A very simple BERT implementation in PyTorch, which only depends on PyTorch itself. Includes pre-trained models, tokenizers, and usage examples.

Coincidentally, the Tokenizer implementation in this project is 6-7x faster than the one in the transformers library!

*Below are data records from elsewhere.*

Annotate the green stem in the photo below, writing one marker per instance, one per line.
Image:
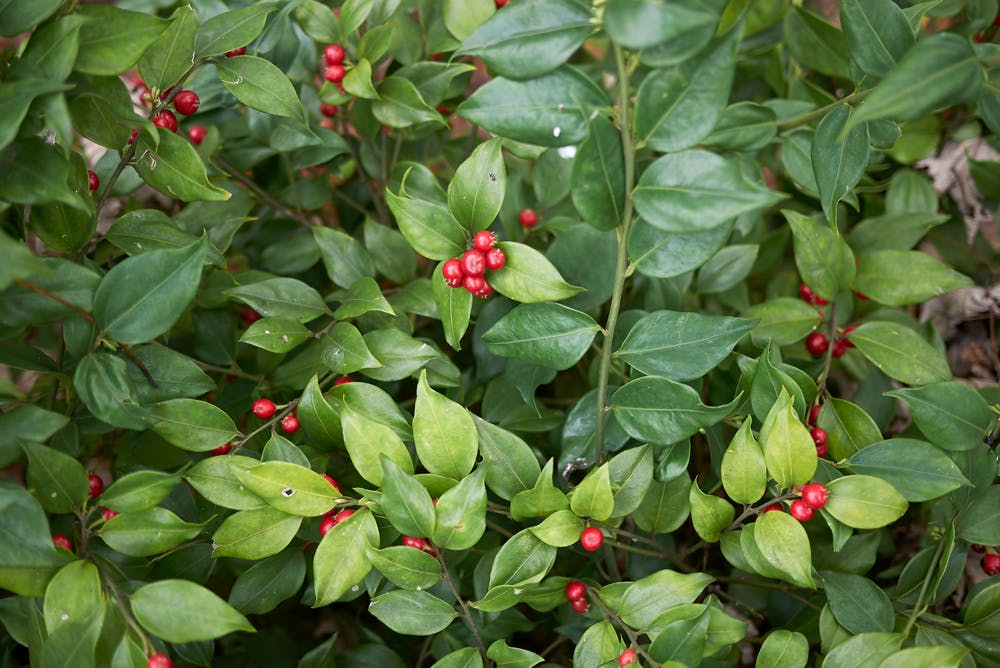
(621, 262)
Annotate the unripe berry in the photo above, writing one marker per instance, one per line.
(411, 541)
(263, 408)
(333, 54)
(815, 494)
(96, 485)
(576, 590)
(159, 660)
(817, 343)
(495, 259)
(591, 539)
(197, 134)
(801, 511)
(473, 263)
(484, 240)
(991, 564)
(290, 423)
(334, 73)
(627, 657)
(187, 102)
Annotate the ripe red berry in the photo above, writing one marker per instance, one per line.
(187, 102)
(166, 120)
(815, 494)
(334, 73)
(576, 590)
(474, 284)
(197, 134)
(263, 408)
(96, 485)
(814, 414)
(591, 539)
(801, 511)
(453, 272)
(410, 541)
(991, 564)
(817, 343)
(484, 240)
(333, 54)
(290, 423)
(159, 660)
(221, 450)
(495, 259)
(473, 263)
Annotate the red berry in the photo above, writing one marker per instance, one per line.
(576, 590)
(474, 284)
(815, 494)
(197, 134)
(839, 347)
(495, 259)
(333, 54)
(410, 541)
(801, 511)
(327, 524)
(166, 120)
(991, 564)
(187, 102)
(221, 450)
(814, 414)
(591, 539)
(290, 423)
(334, 73)
(473, 263)
(453, 272)
(342, 515)
(96, 485)
(159, 660)
(817, 343)
(484, 240)
(263, 408)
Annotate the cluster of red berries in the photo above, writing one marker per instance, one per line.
(818, 433)
(469, 270)
(576, 592)
(990, 561)
(264, 408)
(817, 343)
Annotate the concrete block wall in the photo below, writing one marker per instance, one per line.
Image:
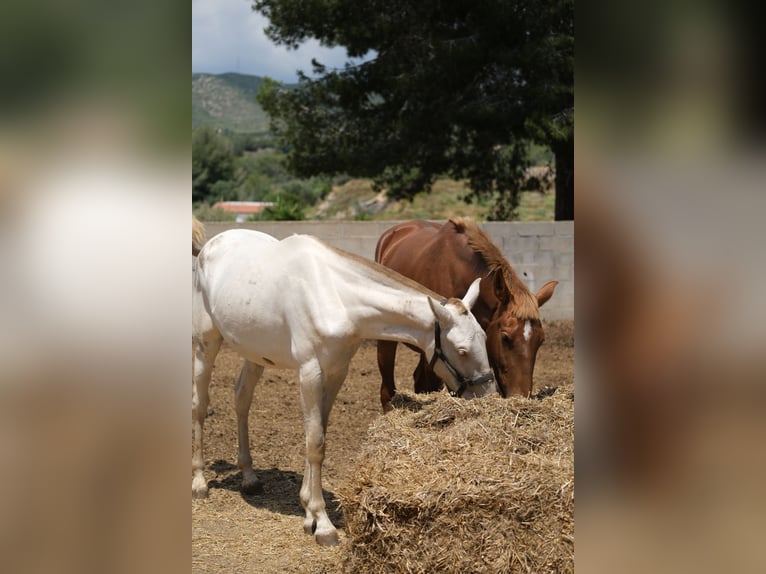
(539, 251)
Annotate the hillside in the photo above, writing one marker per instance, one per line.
(356, 199)
(227, 101)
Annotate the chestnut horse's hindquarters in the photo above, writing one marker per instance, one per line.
(447, 258)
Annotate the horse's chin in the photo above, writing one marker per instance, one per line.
(483, 391)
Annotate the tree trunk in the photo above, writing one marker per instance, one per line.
(564, 157)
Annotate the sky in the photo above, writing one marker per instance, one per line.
(227, 36)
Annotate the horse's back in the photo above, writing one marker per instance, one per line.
(434, 255)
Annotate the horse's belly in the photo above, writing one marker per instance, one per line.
(258, 334)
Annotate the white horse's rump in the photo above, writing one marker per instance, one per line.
(300, 304)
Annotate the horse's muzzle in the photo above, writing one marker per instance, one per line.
(466, 384)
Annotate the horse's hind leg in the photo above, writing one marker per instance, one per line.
(205, 350)
(243, 397)
(318, 392)
(386, 362)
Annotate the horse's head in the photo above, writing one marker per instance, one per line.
(460, 354)
(512, 342)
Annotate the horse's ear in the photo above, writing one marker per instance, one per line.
(501, 288)
(472, 294)
(441, 313)
(545, 292)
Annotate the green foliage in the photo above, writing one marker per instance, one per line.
(212, 161)
(286, 208)
(448, 88)
(204, 212)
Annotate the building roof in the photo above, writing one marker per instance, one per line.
(248, 207)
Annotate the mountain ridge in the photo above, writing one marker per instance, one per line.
(227, 101)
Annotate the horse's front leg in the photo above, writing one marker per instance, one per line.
(318, 392)
(243, 398)
(386, 363)
(205, 351)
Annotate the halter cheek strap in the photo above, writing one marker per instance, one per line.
(463, 382)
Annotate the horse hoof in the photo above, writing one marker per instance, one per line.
(199, 493)
(255, 487)
(327, 539)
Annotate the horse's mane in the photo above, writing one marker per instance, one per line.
(198, 235)
(523, 304)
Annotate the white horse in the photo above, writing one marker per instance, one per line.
(301, 304)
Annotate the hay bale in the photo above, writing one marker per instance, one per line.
(448, 485)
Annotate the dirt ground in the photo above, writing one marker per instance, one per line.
(232, 532)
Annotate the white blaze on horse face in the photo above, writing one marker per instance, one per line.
(527, 330)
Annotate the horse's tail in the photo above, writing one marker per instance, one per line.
(198, 235)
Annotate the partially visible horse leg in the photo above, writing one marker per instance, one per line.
(205, 350)
(425, 379)
(386, 363)
(318, 392)
(243, 397)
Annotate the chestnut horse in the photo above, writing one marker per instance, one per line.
(447, 259)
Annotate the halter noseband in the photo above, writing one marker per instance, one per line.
(464, 382)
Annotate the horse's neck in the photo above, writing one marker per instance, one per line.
(394, 312)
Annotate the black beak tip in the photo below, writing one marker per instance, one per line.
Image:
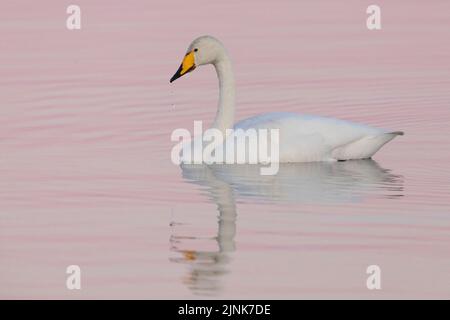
(176, 75)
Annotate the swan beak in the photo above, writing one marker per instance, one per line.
(186, 66)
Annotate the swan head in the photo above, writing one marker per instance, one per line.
(203, 50)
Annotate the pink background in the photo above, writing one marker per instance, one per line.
(85, 124)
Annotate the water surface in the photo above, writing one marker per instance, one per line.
(86, 177)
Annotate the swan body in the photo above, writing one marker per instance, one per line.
(302, 138)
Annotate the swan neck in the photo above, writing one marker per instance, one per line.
(226, 109)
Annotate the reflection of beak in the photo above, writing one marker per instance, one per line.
(186, 66)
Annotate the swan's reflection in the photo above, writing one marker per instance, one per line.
(319, 183)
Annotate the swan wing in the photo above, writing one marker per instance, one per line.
(304, 138)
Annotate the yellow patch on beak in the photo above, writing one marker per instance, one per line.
(187, 65)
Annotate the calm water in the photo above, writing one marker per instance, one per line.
(86, 177)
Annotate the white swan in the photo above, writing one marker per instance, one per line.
(303, 138)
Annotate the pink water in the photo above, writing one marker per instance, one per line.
(86, 177)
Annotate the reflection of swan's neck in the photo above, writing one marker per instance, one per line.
(225, 112)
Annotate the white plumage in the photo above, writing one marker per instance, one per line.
(302, 138)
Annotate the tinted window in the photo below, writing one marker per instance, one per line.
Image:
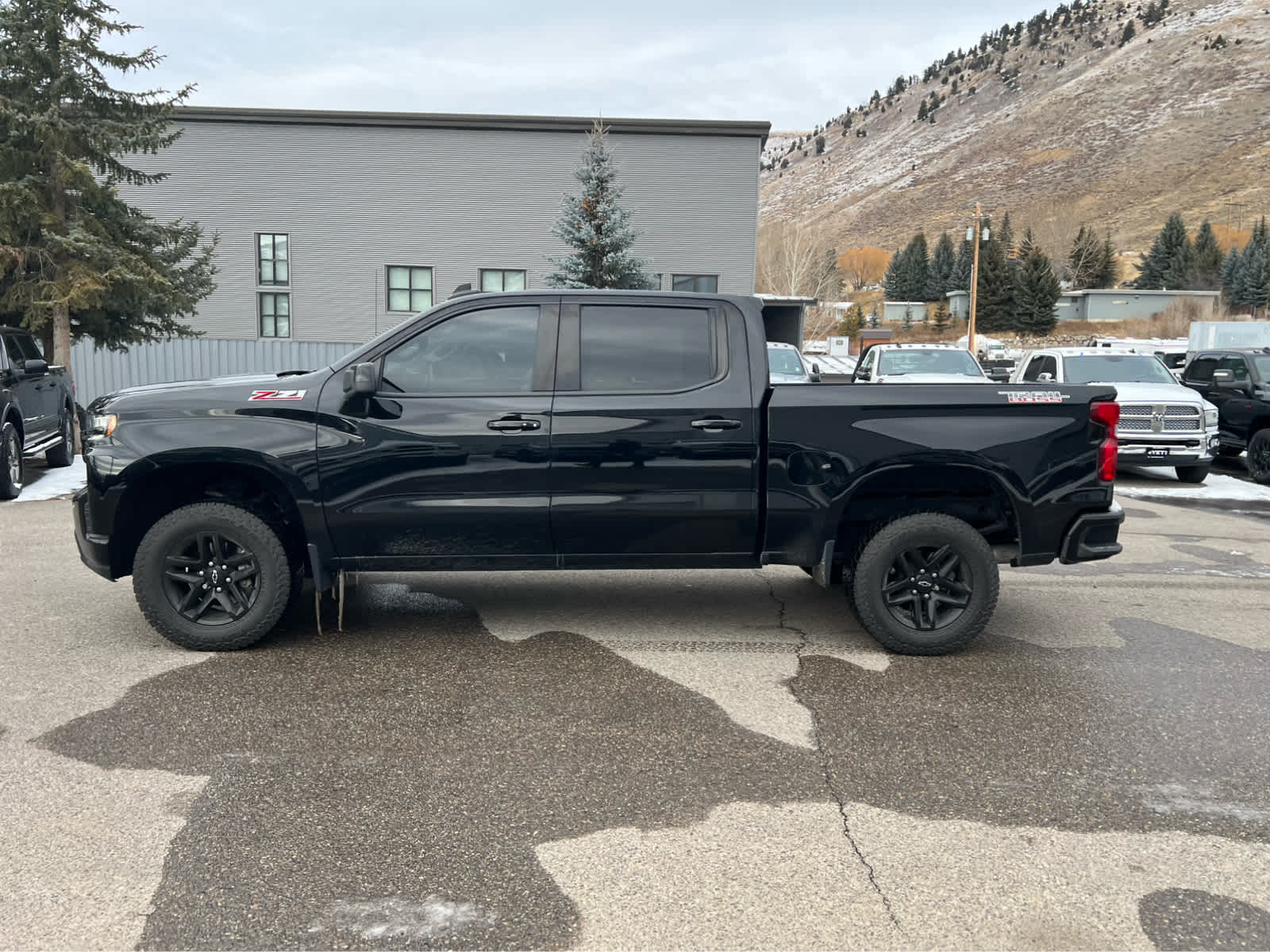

There is a lot of unneeded complexity/overhead in transformers, which is why I created this project in the first place.

Install

From PyPI:

pip install simple-bert-pytorch

From source:

pip install "simple-bert-pytorch @ git+ssh://git@github.com/fkodom/simple-bert-pytorch.git"

For contributors:

# Install all dev dependencies (tests etc.)
pip install "simple-bert-pytorch[test] @ git+ssh://git@github.com/fkodom/simple-bert-pytorch.git"

# Setup pre-commit hooks
pre-commit install

Usage

from simple_bert_pytorch.tokenizer import Tokenizer
from simple_bert_pytorch.models.bert import Bert

# You can also load a Tokenizer by passing the `lower_case` argument.  Essentially
# all BERT models use one of 2 vocabularies (cased or uncased).  If you know that
# your model is cased/uncased, this is equivalent to laoding by name.
#     tokenizer = Tokenizer.from_pretrained(lower_case=True)
tokenizer = Tokenizer.from_pretrained("bert-base-uncased")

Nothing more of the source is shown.